Prix PAC air-eau pour 200 m² en 2026 : 14 000 à 22 000 €, système cascade, zonage triple et aides. Guide complet avec devis types.
Une maison de 200 m² sort du cadre standard et présente des contraintes particulières pour l'installation d'une pompe à chaleur. Ce type de logement se rencontre sous plusieurs formes : grande maison familiale sur deux niveaux avec sous-sol habitable, maison de maître ancienne rénovée, pavillon récent avec garage intégré et pièces en mezzanine, ou encore longue maison de plain-pied. Chaque configuration pose des défis différents en matière de chauffage.
Les hauteurs sous plafond varient considérablement dans ces grandes maisons. Un séjour cathédrale avec 4 à 5 mètres de hauteur augmente le volume à chauffer de 40 à 60 % par rapport à un plafond standard de 2,50 m. Le volume total chauffé peut passer de 500 m³ (200 m² x 2,50 m) à 650 ou 700 m³ avec des plafonds hauts. Ce volume supplémentaire se traduit directement en besoins thermiques accrus, car l'air chaud monte et les déperditions par la toiture augmentent.
L'isolation des grandes maisons est souvent hétérogène. Dans une maison ancienne agrandie au fil des décennies, la partie d'origine (années 1960-1970) peut avoir des murs non isolés avec un coefficient U de 2,0 à 2,5 W/m².K, tandis que l'extension (années 2000) respecte la RT 2000 avec un U de 0,4 W/m².K. Ce contraste rend le dimensionnement plus complexe car les déperditions ne sont pas uniformes. Un bilan thermique pièce par pièce est indispensable, et non un simple calcul au m².
Les besoins de chauffage pour 200 m² se situent entre 15 000 et 28 000 kWh par an selon la zone climatique et l'état de l'isolation. En zone H1, une maison ancienne peu isolée peut atteindre 28 000 kWh, soit une puissance de déperdition de 16 à 20 kW. En zone H3, une maison récente bien isolée peut se contenter de 10 000 kWh et 8 kW de puissance. L'écart est donc considérable et justifie un étude thermique approfondie.
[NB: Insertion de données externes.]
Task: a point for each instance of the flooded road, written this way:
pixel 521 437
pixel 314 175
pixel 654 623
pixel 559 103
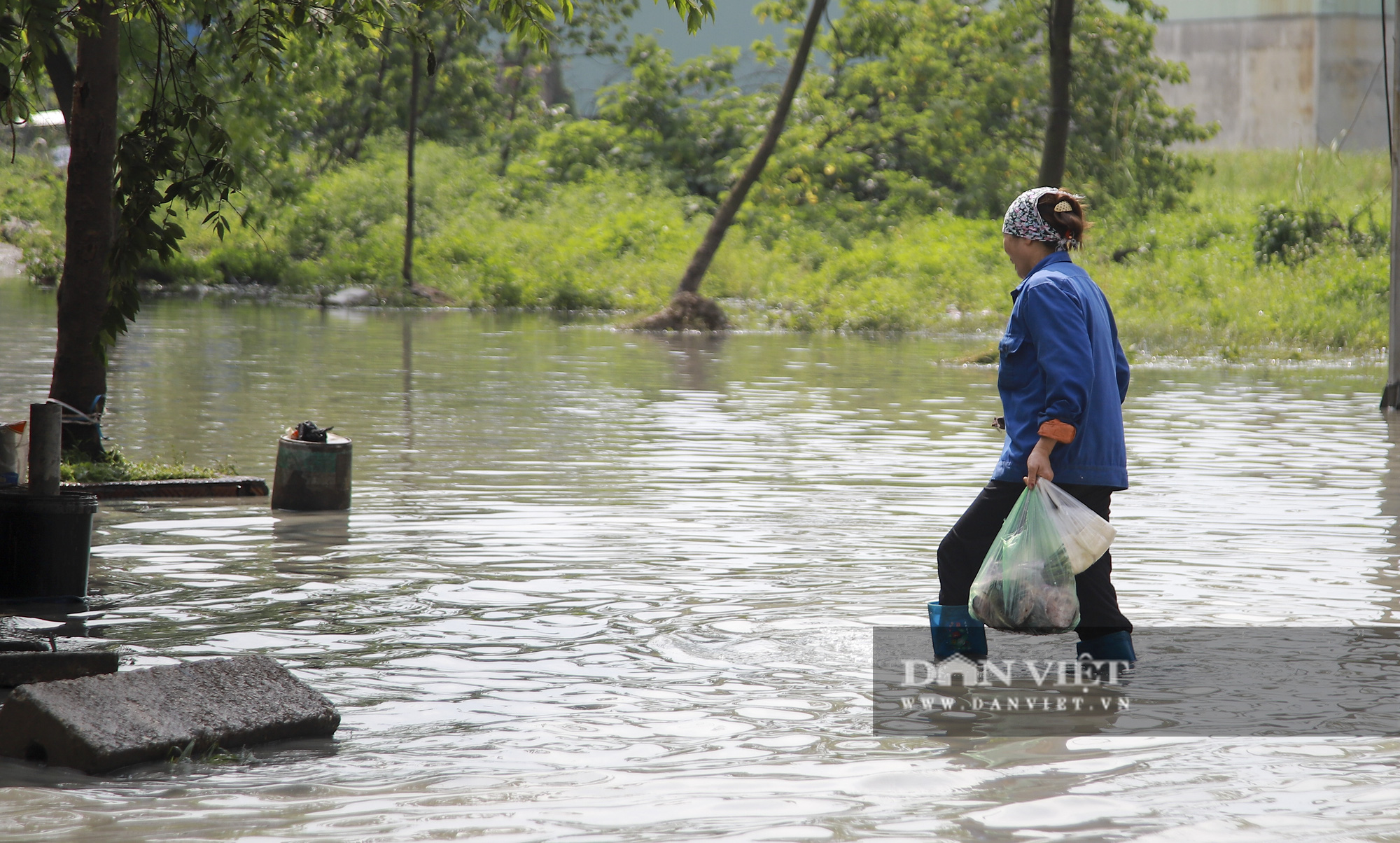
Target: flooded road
pixel 600 586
La consommation énergétique actuelle d'une maison de 200 m² est souvent lourde : 2 500 à 4 000 € par an en gaz naturel, 3 000 à 5 000 € par an en fioul (2 500 à 4 500 litres), ou 3 500 à 6 000 € par an en chauffage électrique direct (radiateurs grille-pain). Le potentiel d'économie avec une PAC est donc très élevé, même si l'investissement initial est plus important. La PAC permet de ramener la facture annuelle à 1 200 à 2 200 €, soit une division par deux à trois.
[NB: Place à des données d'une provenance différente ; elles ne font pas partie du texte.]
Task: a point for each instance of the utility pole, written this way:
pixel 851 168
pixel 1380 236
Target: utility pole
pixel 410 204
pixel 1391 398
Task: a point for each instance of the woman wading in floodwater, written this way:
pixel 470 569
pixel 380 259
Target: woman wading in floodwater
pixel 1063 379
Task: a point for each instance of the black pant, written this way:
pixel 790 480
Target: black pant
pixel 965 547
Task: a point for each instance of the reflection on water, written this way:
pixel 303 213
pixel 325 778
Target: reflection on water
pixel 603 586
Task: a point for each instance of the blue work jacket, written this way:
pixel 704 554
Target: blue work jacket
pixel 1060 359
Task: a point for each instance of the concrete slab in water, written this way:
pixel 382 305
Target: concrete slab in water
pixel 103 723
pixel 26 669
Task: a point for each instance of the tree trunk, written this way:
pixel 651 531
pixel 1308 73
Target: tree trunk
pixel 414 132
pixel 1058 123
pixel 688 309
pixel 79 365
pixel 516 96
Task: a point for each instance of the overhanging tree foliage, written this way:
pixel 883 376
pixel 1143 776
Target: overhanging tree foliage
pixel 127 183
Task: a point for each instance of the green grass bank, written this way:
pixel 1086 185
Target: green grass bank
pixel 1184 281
Le dimensionnement d'une PAC pour 200 m² nécessite une approche rigoureuse. Pour une maison avec une isolation standard (années 1990), les puissances requises sont les suivantes : 16 à 18 kW en zone H1, 12 à 16 kW en zone H2 et 10 à 12 kW en zone H3. Ces puissances restent dans la gamme des PAC air-eau résidentielles, mais se situent en haut de l'échelle. Les modèles de 16 kW sont proposés par Daikin (Altherma 3 R 16 kW), Panasonic (Aquarea T-CAP 16 kW), Mitsubishi (Ecodan Zubadan 14 kW) et Viessmann (Vitocal 250-A 13 kW).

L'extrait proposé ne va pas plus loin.